Independent analyst Ross Norman said: “Central banks these days are more nuanced in their buying behavior and will change the program to be more opportunistic – that is, buying at lows and scaling back highs.”
In the physical market, traders were offering lower insurance premiums in China and bigger discounts in India this week. On the supply side, the 15% increase in the price of gold since the beginning of 2024 keeps profit margins strong for gold miners. According to the World Gold Council, the total global expenditure of gold miners averaged $1,342 per ounce in the last quarter of 2023.

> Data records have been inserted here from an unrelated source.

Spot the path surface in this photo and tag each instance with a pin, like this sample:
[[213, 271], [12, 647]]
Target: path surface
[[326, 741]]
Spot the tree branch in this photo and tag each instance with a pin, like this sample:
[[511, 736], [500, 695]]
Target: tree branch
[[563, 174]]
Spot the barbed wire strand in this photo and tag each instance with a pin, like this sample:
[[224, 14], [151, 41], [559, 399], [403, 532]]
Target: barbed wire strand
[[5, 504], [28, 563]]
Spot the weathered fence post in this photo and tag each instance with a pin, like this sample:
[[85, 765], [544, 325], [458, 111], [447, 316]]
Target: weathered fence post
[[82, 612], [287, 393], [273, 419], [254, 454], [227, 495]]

Gold nears second weekly gains on expectations of a rate cut
Expectations of interest rate cuts push gold prices higher Goldprices are poised for a second consecutive weekly gain , supported by increased expectations of a rate cut by the Federal Reserve. U.S. consumer prices rose less than expected in April, boosting hopes of a September rate cut as inflation trended lower. Retail sales data, which showed no growth in April, supports the possibility of monetary easing, suggesting slowing demand. Local .
XAU/USD is trading at USD$2,400.70, up USD 10.16 or +0.43% .

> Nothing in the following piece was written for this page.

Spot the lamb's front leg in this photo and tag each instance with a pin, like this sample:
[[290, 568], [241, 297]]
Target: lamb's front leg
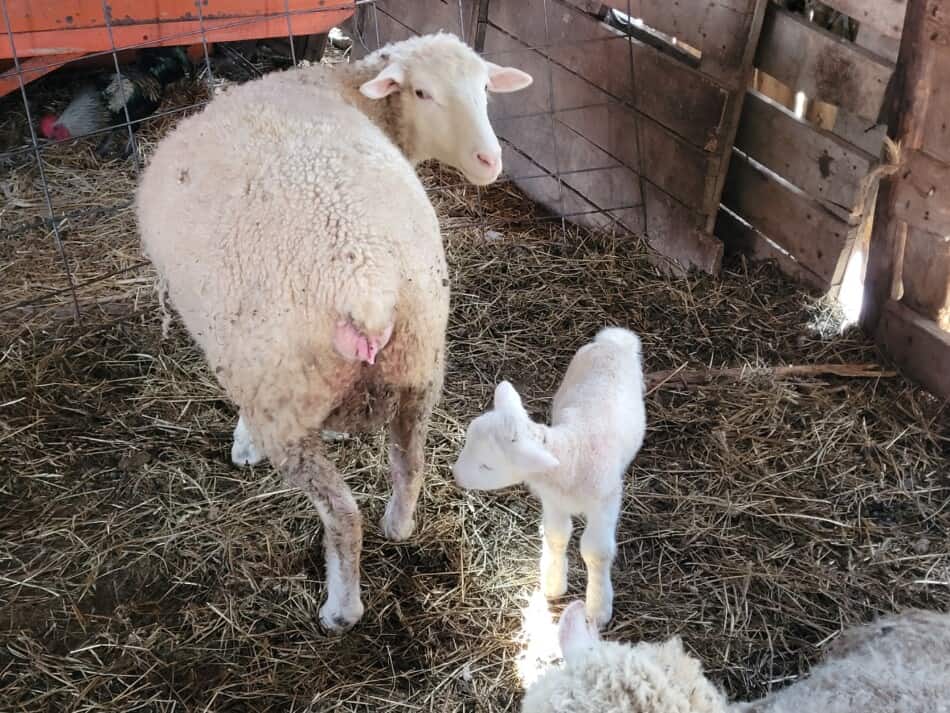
[[406, 460], [555, 534], [308, 469], [598, 548]]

The Consumer Price Index (CPI) rose 0.3% in April, down from 0.4% in the previous two months, suggesting a possible easing of inflationary pressures. The year-on-year CPI rose 3.4% , slightly below the 3.5% increase in March. It is worth noting that the cost of shelter and gasoline contributed significantly to the rise in the CPI, while food prices remained unchanged. The core CPI, excluding food and energy, rose 0.3%. This reflects continued inflation in sectors such as healthcare and personal care .
The impact of economic indicators on market sentiment
Market expectations for a rate cut have increased, with a probability of 73% now for September, up from 69% before the latest data. The Fed’s decision to leave the benchmark interest rate unchanged in the current range of 5.25% to 5.50% underscores the cautious approach amid mixed economic signals. Analysts expect inflation to gradually move towards the Fed’s target of 2%, especially as the labor market shows signs of slowing down .
Analysis of the dynamics of the precious metals market in 2024
Strong retail demand in China and efforts to stabilize the real estate sector have supported gold prices. However, purchases by central banks, particularly China’s central bank, slowed in April as gold prices hit a record high. Supply-side factors, including a 15% increase in gold prices since the start of 2024, have contributed to maintaining good profit margins for gold miners despite high operating costs.
Given favorable conditions for interest rate cuts and continued demand from major markets such as China, gold prices are expected to maintain their upward trend in the near term. While concerns about inflation persist, the prospect of monetary easing provides a bullish outlook for gold, with prices likely to remain high as traders expect more central bank action.
The XAU/USD pair rallied on Friday, immediately supported by a short-term pivot at $2,400.70. The average uptrend is controlled by the 50-day moving average at $2288.35. This is followed by short-term swing bottom support at $2277.34.
If the current bullish momentum continues, look for a rally via the simple resistance at $2397.52. The first major bull targets are the secondary high at $2497.12 and the main high at $2431.59.
Meanwhile, silver and platinum were supported by higher prices of gold and base metals. Spot silver rose 0.5 percent to $29.74 an ounce after hitting its highest level in more than three years and facing a key resistance level at $30 in the previous session..
Platinum lost 0.3% to $1,054.54, after hitting a one-year high on Thursday. The metal has risen 6.3 percent so far this week due to continued structural deficits. Palladium fell 0.8 percent to $985.50, pressured by rising market share of electric vehicles.